Harken grunted in acknowledgment and began barking orders to the nearest cluster. The recruits shifted awkwardly but began pairing off, their movements stiff with hesitation.

Seeker turned to Sarra, who was inspecting the edge of her spear. “You’re on weapon checks. See who needs a better blade or a longer spear. If they’re holding anything less than decent steel, swap it out.”

Sarra gave a curt nod, her sharp eyes already scanning the group. “Got it.”

“And Gale,” Seeker said, his voice softening slightly. The wiry man was perched on a nearby crate, flipping one of his daggers absently in his hand. He looked up, his sharp features catching the firelight.

“What’s my punishment, boss?” Gale asked, his smirk faint but present.

“You’re on scouting drills,” Seeker said. “Pick five who look like they can move without tripping over their own feet. Teach them how to stay quiet, how to watch, and how to get back alive.”

Gale’s smirk widened. “Easy. Though if I disappear into the night, don’t be too sad.”

“I’ll manage,” Seeker replied, his tone dry. The faintest flicker of amusement crossed his face before it faded back into focus.

The new recruits watched all this with varying degrees of wariness and recognition. Some had fought in the same arenas as Seeker, though they had never stood in his circle. Others had only heard the stories—the gladiator who refused to play by the rules, who won without killing more than he had to, who somehow survived when no one else could. Now, seeing him in command, they weren’t sure what to make of him.

A wiry man with tattoos curling up his forearms stepped forward, his expression half-curious, half-challenging. “You really think we can make it out of this?”

Seeker met his gaze, his voice steady. “I think if we don’t try, we’re already dead.”

The man hesitated, then nodded once, stepping back into the group. The tension eased slightly, though the air remained thick with unspoken questions and doubts.

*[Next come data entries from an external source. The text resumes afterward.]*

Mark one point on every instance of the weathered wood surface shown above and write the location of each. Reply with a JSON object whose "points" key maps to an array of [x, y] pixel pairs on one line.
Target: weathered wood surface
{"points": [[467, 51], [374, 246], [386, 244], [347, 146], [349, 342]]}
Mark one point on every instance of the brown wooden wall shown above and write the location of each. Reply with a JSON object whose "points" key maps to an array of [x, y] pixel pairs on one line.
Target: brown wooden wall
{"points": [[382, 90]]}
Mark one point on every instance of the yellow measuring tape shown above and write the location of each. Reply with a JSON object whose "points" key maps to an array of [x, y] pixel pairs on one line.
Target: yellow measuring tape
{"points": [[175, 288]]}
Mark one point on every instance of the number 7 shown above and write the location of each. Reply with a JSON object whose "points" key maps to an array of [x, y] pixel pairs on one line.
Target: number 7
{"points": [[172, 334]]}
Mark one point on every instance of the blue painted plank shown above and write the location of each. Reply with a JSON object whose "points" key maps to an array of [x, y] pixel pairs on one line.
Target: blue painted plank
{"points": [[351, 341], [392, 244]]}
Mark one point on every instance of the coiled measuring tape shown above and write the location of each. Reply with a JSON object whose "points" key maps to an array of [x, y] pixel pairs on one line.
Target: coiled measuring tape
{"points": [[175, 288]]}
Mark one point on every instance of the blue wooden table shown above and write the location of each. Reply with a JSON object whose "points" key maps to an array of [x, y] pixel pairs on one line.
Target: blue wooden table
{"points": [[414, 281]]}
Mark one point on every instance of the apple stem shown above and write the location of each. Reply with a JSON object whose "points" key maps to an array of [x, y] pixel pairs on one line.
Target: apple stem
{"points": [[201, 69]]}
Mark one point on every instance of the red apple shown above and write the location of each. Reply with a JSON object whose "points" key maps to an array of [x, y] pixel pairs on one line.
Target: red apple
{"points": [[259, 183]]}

From the shadows at the edge of the clearing, Baroness Illara Velden watched. Her crimson cloak blended with the night, her emerald eyes catching the flicker of firelight as she observed the scene. She had come here without a clear purpose, her curiosity about the man who had shattered the Elves’ ambush driving her steps. What she saw unsettled her in ways she couldn’t quite name.

He doesn’t move like a soldier, she thought, her gaze tracing the lines of his form. And yet they follow him. Not because they trust him—not yet. But because they see something in him. Something raw.

Her eyes lingered on his scars, faint but unmistakable in the firelight. They crisscrossed his arms, his hands, even the side of his neck—remnants of the arena, of a life that should have broken him. She had seen many Initiates before, had watched the transformation take place when mana poured into their veins, remaking them into something stronger, something almost untouched by the past. Yet Seeker’s scars remained, as if the power that now coursed through him had refused to erase the evidence of what he had endured.

It’s strange, she thought, her gloved fingers brushing against the hilt of her blade. Initiation should have healed him, made him... whole. But he wears those scars like armor. Like a reminder.

Illara’s thoughts drifted back to the war room, to the way the emissary had described him. Reckless. Effective. A man who could kill two Disciples and survive. She had thought him dangerous then, but now she saw something more. There was a depth to him, a sharpness honed not by training but by necessity. It intrigued her. It unnerved her.

He’s not just dangerous, she realized. He’s unpredictable. And that makes him a weapon. The question is, whose hand will wield him?

Illara slipped back into the shadows, her cloak blending seamlessly with the night. She would watch him, for now. Observe. There was more to Seeker than the scars he carried, more to the power that had saved the Archduke’s reinforcements. And whatever it was, she intended to uncover it.